Why did literary feuds happen? How did Norman Mailer end up headbutting Gore Vidal and raging against him on national television? How did Truman Capote coldly dismiss Jack Kerouac as a typist, not a writer? How did Elizabeth Hardwick savage best friend Mary McCarthy’s magnum opus? How did Michiko Kakutani—Ann Manov is in good company—make an entire career of eviscerating the leading writers of her time? How did Derek Walcott and V.S. Naipaul spend a lifetime sniping at each other in print? The answer is not merely cultural, something bound to a lost zeitgeist. It is more straightforward: all of these writers felt safe. Mailer’s career wasn’t endangered by warring with Vidal, and vice versa. Hardwick might have fretted a strained friendship, but her sinecure at the New York Review of Books wasn’t going to vanish. The literary world was large and functional enough to hold together a startling array of individuals who did not act and think like each other. Though many of these writers would turn to academia or the conference circuit for safe harbor, it wasn’t incumbent on them to save friendships in order to save careers. Literary existence wasn’t so precarious. It was possible to declare, if you felt that way, a book was very bad. It was possible to hold in contempt someone who was, in most other contexts, revered. Manov, for the gun-shy, does offer another way forward today: distinguish yourself. Write, truly, what you think. If certain colleagues flake away, a greater audience might await you. In this uncertain age, your voice is all you have. If, once in a while, you write with furious honesty—if you aren’t boring—you’ll have the greatest prize of all: people who care about your work. And the culture itself might just be less tedious.

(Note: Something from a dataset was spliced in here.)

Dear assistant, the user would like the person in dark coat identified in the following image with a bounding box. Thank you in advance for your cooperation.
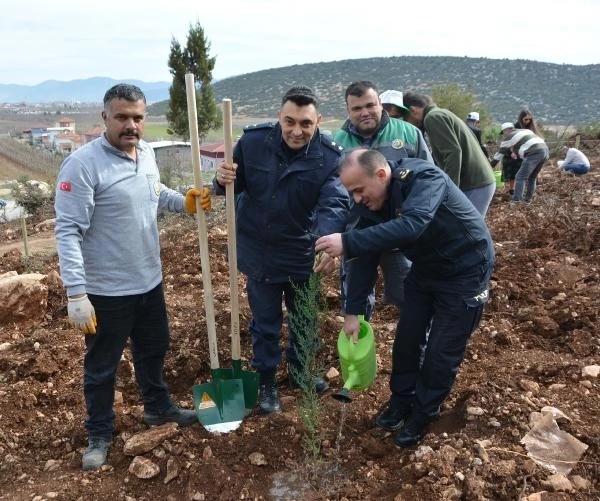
[213,86,350,414]
[316,148,494,447]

Seeing Sam Kriss and Curtis Yarvin lock horns gives me hope that Substack can revive literary feuds.
I'm intrigued by this argument—because I really think that most problems people identify with literary criticism today are not really because of bad vibes (as in: people are too milquetoast, too lazy, too cowardly) but rather because of bad economics. There's hardly any money in literary criticism: very few staff jobs, very low fees (even for thoughtful, rigorous criticism…the publications just don't have the funding!)
One dynamic I've been thinking about, though, is how often the negative review functions as a careerist move for the writer…and how the frenzied attention paid to negative reviews basically feels like the literary world's equivalent of Keeping Up with the Kardashians, lol. Season 1 was Jia Tolentino versus Lauren Oyler, season 2 is Lauren Oyler versus Becca Rothfeld/Ann Manov, season 3 is Ann Manov versus…? It's voyeuristically absorbing, interesting, funny, &c but ALSO—Bookforum published some other very good reviews today! But we all love to read a takedown.